Can you find a solution? If you can, then $d_{int}$, the intrinsic dimensionality of this network architecture on this dataset, is at least 2.
We say that $d_{int}$ is the lowest value of $d$ for which you can find a solution. So if you found a solution by setting $d=1$, then $d_{int}$ would equal 1.
Now you see the procedure. Take a dataset (e.g. MNIST) and an architecture (e.g. LeNet). Start with $d=1$ and try to find a solution. If you can’t, try $d=2$, then $d=3$, and so on until you find the lowest value of $d$ with a solution. That value is the intrinsic dimensionality.
Results
There’s a lot of interesting things that come out of the paper. Here is what stood out to me.
**$d_{int}$ is fairly constant across network architectures for a family of models.** For example, a wide range of fullyconnected (FC) networks had similar values for $d_{int}$ on MNIST ^{5}. This implies that larger networks are effectively wasting parameters.
There are significant compression benefits. To describe a network after subspace compression you need: the random seed to generate $\theta_0^{(D)}$, the random seed to generate $P$, and the $d_{int}$ parameters in the (optimised) $\theta^{(d)}$ vector. That’s not much. There’s uses here for anything with bandwidth or space concerns, like webpages and apps, or IoT devices. .
**$d_{int}$ acts as an upper bound for minimum description length of a solution.** If you can compress the data using (effectively) $d_{int}$ parameters, then the minimum description length (MDL) isn’t going to be higher than that.
**$d_{int}$ can be used to compare architectures.** Many architectures might have the same performance for a task, like a CNN and a FC network on MNIST. But the CNN is probably much more efficient than the FC network. If $d_{int}$ for the CNN is much lower than $d_{int}$ for the FC network, its MDL is probably lower, and it follows from Hinton and Van Camp (1993) that the best model is the one with the lowest MDL.
**You can find $d_{int}$ for reinforcement learning tasks, too.** Any task using a neural network is fair game.
**Shuffling pixels increases $d_{int}$ for CNNs but not for FC models.** This makes sense: convolutional layers rely on local structure in the image, while FC networks treat each pixel as independent of others around it.
Memorisation effects. Randomise the labels for training examples. The more labels are memorised by the network, the more efficient it is at memorising new, random labels. The network gets better at memorising the more data it has.

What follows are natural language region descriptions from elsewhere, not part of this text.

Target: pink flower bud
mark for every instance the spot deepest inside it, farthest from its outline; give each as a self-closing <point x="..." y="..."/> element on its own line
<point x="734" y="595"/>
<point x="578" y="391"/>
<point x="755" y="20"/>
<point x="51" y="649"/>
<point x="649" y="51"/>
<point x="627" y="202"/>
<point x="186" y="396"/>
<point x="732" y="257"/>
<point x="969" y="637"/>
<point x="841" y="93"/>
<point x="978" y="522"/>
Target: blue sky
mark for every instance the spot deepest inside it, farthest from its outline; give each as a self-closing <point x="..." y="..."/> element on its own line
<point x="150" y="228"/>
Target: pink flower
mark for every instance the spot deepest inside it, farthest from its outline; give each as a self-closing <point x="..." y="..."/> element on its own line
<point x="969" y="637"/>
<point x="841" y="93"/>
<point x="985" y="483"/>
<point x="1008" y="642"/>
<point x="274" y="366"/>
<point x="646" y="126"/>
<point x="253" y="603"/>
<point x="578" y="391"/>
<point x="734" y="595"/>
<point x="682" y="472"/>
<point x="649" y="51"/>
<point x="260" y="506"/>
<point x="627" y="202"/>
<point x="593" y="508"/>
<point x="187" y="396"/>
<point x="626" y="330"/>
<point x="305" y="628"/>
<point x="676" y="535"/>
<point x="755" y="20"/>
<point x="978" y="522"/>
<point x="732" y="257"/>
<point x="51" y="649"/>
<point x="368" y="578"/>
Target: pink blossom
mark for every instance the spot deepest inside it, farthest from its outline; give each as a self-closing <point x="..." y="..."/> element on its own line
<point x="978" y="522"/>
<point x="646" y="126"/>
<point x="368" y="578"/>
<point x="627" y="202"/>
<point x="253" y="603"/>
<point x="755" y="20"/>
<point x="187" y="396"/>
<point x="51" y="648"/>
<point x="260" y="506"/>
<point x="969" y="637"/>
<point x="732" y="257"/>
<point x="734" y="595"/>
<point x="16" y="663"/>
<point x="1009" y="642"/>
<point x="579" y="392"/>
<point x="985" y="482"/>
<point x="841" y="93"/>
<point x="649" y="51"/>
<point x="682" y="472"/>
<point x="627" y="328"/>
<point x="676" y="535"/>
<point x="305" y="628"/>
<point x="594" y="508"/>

90%, like most whole numbers, is somewhat arbitrary but a good starting point. The authors chose 90% by looking at a few different curves of $d_{int}$ vs baseline performance and then picking a value that corresponding to where the curves started to flatten out. ↩︎

There’s no guarantee that the manifold of the solution set is a hyperplane or anything similarly well behaved. ↩︎

The paper calls $P$ a projection matrix, but it looks like $P$ is a bit different to the one described in Wikipedia. For starters, it’s not square, meaning it isn’t idempotent. ↩︎

The paper goes through some of the ways. You can make $P$ a dense matrix, making sure each column is orthonormal to the others. Another way is to rely on the approximate orthogonality of high dimensions to not worry about ensuring each basis vector of P is orthogonal. You can also make P a sparse projection matrix, which saves on memory and computation speed, or use the Fastfood transform to make space complexity not depend on $d$. Both of these methods are useful for higher dimensional networks. ↩︎

$d_{int}$ varied by a factor of around 1.33, perhaps because of noise. ↩︎